The chosen experimental setup provides only limited kinematic excitation which is not directly transferable to motions experienced in realistic road vehicle driving situations. The additional applied pitch motion probably triggers human reaction which do not necessarily match with the reactions seen in real-world traffic and cannot adequately replicate the lack of longitudinal acceleration capabilities of the platform. Due to the limited motion range of the platform, the platform cannot be slowed down smoothly from the accelerated motion replicating the braking pulse. The abrupt stop of the backward motion by the platform lead to positive acceleration values which are characteristic for rear-end impacts. The usage of head-mounted displays results in increased inertia in the head and a forward shift of its center of gravity. The additional mass of 470 g (10% of head mass) affects the task of the neck muscles to keep the head stable under external excitation. The increased immersion by omitting the perception of the laboratory surrounding was rated higher than the waiver of additional inertia in this study. In addition, HMDs are supposed to be used more often in future vehicle concepts, e.g., for entertainment or to prevent motion sickness. The tests were nonetheless carried out in a laboratory environment and thus still have limitations in terms of immersion. A limitation of the study is that female participants are underrepresented in the sample. It was reported in the literature that female participants have a somewhat higher relative risk of whiplash injury than males.3 This might be associated with gender specific differences in muscle onset times during car accidents.

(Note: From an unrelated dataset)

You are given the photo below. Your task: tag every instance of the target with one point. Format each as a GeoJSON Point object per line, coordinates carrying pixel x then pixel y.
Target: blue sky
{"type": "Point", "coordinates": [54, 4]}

The muscle MVC levels were obtained in the nominal posture only, which limits the level of detail for the absolute values of muscle activity in the rotated head posture scenarios.

Conclusion

In this study, the influence of rotated head postures was investigated in virtual braking experiments inside a driving simulator. The subjects demonstrated similar kinematic behavior in stabilizing the head under the external excitation applied by the motion platform independently from their head posture. In contrast, the muscle onset time, peak and base muscle activation showed significant differences in rotated head posture compared to nominal head posture. The separation of base and peak activation revealed more insight especially when investigating different postures requiring a certain level of effort. In scenarios with low or moderate excitation, the base activation could be in a similar range of the actual dynamic muscle response (peak) and therefore could cover potential phenomena. Therefore, this study emphasizes a separation of static and dynamic effects in EMG data when investigating non-nominal postures with low external excitation. The results could be relevant for the validation of human occupant simulation models investigating the role of asymmetric physiological states in the biomechanical processes of injury leading, for example, to whiplash-associated disorders.